Quelquefois la perception télépathique d’un événement, surtout quand elle est assez complexe, ne se forme pas très nettement ; elle reste confuse, incohérente, mélangée de parties hétérogènes. Il semble qu’on en reconnaît les élémens qui cherchent, sans y parvenir, à se réunir et à former un tout. L’esprit est resté impuissant et n’a pu accomplir sa fonction de coordination et d’arrangement. Tel est le rêve [3] raconté par Mme Storic, d’Edimbourg, rêve qui s’est produit à l’occasion de la mort de son frère jumeau, écrasé par un train de chemin de fer : — « C’était devant mes yeux, dit-elle, comme un défilé d’images (it seemed like in dissolving views). — Dans un clignotement de lumière, je vis un chemin de fer et la vapeur qui s’échappait de la machine (puff of the engine). Je pensai : — « Qu’est-ce qui se passe par là ? Un nuage ? » — Je me demande si quelqu’un de nous voyage et si c’est de cela que je rêve. Quelqu’un, que je ne voyais pas, répondit : — « Non, quelque chose de tout à fait différent, quelque malheur. — Je n’aime pas regarder ces choses-là, dis-je. Alors, je vis derrière et au-dessus de ma tête la partie supérieure du corps de William penché sur moi, les yeux et la bouche à demi fermés ; la poitrine se soulevait convulsivement, et il levait le bras droit. Puis il se pencha en avant en disant : — « Je pense que je devrais sortir de là. » — Puis je le vis étendu sur le sol, les yeux fermés et tout à fait aplati. La cheminée d’une machine était près de sa tête.
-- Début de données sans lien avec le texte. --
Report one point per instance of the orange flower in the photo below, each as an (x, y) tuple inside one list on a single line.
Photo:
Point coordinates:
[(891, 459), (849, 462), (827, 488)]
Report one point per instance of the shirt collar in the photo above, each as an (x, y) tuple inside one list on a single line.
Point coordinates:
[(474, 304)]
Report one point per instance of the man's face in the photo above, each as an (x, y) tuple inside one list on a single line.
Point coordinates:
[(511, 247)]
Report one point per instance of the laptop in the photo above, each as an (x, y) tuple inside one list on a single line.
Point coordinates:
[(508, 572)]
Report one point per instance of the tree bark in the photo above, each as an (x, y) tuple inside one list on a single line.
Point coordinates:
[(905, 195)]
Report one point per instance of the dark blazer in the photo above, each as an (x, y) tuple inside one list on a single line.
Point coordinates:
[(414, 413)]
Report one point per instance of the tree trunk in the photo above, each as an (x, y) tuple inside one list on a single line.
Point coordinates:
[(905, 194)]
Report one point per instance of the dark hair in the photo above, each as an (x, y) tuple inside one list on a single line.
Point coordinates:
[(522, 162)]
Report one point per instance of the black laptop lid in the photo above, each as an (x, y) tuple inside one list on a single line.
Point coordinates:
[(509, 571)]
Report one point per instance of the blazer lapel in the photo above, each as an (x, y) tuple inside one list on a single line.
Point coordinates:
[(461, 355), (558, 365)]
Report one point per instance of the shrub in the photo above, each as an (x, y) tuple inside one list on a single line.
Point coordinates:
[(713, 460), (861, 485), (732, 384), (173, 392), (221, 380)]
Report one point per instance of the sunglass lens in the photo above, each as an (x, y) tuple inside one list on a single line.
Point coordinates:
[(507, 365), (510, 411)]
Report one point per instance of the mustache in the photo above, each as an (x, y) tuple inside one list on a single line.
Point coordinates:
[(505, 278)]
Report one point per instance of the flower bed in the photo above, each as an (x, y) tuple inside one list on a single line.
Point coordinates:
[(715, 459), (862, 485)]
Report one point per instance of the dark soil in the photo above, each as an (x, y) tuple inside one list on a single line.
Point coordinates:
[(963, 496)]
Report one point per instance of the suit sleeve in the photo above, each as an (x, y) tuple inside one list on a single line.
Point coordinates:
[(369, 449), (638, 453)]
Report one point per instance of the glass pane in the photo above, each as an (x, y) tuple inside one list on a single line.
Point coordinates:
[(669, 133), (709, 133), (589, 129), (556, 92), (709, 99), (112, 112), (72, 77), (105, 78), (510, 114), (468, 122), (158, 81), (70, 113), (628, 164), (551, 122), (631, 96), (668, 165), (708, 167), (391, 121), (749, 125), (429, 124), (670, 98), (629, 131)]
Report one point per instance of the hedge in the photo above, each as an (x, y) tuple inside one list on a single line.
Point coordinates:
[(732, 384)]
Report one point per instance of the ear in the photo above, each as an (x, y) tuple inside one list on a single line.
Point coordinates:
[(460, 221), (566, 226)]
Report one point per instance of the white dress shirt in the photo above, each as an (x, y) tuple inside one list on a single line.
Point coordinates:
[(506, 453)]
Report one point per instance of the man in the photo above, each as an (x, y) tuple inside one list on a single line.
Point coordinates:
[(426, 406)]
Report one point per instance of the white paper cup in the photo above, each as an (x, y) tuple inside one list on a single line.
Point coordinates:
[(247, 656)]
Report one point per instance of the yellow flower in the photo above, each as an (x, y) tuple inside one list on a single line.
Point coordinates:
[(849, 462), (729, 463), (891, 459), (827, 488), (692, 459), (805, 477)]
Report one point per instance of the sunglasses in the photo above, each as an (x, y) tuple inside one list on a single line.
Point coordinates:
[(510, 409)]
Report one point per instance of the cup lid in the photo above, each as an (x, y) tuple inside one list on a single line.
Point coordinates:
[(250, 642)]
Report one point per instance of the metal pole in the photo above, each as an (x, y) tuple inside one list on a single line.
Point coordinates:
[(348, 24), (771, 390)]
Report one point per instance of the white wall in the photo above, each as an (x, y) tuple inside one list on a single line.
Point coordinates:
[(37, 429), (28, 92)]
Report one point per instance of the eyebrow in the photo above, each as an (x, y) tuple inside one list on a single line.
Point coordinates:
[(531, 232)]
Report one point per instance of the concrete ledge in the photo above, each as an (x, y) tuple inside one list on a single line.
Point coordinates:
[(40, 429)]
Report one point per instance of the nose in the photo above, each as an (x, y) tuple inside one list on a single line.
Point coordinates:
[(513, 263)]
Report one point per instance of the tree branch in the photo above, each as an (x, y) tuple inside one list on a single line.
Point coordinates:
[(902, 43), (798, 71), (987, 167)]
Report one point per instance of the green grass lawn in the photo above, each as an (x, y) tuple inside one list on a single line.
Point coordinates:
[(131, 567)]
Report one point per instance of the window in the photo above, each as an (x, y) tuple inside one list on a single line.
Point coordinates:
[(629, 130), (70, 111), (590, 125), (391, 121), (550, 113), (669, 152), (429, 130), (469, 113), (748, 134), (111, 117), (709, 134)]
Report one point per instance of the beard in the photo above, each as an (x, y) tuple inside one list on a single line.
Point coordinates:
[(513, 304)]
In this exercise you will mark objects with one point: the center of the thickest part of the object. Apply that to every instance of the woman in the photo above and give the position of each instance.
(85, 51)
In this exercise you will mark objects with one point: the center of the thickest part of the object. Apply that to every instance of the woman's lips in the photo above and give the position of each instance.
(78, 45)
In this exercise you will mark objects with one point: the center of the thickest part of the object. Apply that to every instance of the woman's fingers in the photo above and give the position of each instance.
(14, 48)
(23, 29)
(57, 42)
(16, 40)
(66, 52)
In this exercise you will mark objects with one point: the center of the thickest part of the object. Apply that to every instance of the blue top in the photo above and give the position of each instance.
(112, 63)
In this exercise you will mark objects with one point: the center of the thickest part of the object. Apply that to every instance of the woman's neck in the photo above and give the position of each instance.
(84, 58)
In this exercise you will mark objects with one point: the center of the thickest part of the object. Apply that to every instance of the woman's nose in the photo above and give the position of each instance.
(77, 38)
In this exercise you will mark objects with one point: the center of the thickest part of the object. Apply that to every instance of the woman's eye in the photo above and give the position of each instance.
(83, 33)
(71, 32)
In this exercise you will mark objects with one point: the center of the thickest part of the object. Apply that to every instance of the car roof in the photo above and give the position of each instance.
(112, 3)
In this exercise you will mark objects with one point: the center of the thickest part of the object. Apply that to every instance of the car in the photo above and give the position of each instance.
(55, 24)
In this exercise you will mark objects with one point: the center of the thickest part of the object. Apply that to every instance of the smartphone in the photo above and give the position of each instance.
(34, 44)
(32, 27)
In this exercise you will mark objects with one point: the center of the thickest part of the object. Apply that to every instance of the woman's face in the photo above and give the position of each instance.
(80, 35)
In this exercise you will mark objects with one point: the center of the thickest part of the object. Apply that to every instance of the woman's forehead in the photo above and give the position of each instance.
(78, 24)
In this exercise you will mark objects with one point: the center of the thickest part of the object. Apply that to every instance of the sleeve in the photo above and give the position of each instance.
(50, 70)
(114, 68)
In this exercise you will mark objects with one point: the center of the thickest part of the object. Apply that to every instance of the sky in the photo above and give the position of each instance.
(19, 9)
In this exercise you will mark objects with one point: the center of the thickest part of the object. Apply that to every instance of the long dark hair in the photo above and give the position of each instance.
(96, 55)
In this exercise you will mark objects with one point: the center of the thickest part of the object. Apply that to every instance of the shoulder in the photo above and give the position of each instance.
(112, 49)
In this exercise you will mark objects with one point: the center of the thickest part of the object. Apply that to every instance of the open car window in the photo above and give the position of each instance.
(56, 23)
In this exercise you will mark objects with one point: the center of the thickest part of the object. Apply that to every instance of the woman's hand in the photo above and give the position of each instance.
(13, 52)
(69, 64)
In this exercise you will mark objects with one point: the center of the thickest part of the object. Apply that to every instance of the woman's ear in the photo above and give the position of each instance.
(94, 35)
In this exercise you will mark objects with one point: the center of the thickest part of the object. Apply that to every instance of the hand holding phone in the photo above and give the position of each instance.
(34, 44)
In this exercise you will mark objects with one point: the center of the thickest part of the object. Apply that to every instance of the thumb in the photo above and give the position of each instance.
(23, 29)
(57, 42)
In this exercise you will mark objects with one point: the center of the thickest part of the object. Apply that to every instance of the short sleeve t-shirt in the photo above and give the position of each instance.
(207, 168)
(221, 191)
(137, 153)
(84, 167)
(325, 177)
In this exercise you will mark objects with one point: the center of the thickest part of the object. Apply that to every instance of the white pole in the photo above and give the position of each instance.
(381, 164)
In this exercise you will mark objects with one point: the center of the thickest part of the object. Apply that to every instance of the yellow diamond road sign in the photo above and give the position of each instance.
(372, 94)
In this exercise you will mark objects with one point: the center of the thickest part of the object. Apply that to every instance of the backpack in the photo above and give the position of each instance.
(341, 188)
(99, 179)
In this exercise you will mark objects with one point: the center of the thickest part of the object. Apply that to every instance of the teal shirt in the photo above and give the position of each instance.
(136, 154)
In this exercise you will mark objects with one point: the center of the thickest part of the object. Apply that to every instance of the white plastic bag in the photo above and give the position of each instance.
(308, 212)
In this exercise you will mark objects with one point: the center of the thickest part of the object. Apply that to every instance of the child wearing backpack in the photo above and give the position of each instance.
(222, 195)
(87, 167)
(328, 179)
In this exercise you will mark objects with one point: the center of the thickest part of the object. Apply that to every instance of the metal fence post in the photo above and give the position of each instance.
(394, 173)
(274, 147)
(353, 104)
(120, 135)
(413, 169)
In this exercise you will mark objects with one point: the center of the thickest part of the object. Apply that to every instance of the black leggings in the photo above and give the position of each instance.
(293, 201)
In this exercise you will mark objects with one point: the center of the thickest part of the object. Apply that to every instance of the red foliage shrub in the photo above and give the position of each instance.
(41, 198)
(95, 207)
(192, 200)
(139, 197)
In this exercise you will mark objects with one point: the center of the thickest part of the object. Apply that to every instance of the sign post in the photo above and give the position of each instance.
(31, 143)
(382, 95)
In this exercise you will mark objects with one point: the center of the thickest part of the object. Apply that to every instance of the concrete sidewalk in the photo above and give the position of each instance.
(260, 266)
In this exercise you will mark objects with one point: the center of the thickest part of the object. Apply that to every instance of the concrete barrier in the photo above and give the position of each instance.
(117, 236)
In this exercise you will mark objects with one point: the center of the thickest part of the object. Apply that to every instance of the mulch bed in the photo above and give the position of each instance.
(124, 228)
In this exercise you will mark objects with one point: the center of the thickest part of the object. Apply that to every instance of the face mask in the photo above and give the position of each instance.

Je m’écriai pleine d’agitation : — « Elle va le frapper ! » — Le quelqu’un répondit : — « Eh bien ! oui, voilà ce qui s’est passé, » — et immédiatement je vis William assis en plein air, au pâle clair de lune, sur un endroit un peu élevé, au bord du chemin. Il levait le bras droit, frissonnait et disait : — « Je ne peux plus ni avancer ni reculer ; non. » — Puis il sembla qu’il s’était couché à plat. Je m’écriai : — « Oh ! oh ! » — Et d’autres semblaient

  1. Les Hallucinations télépathiques, p. 151.
  2. Id., p. 294.
  3. Annales des sciences psychiques, 1891, p. 220-221.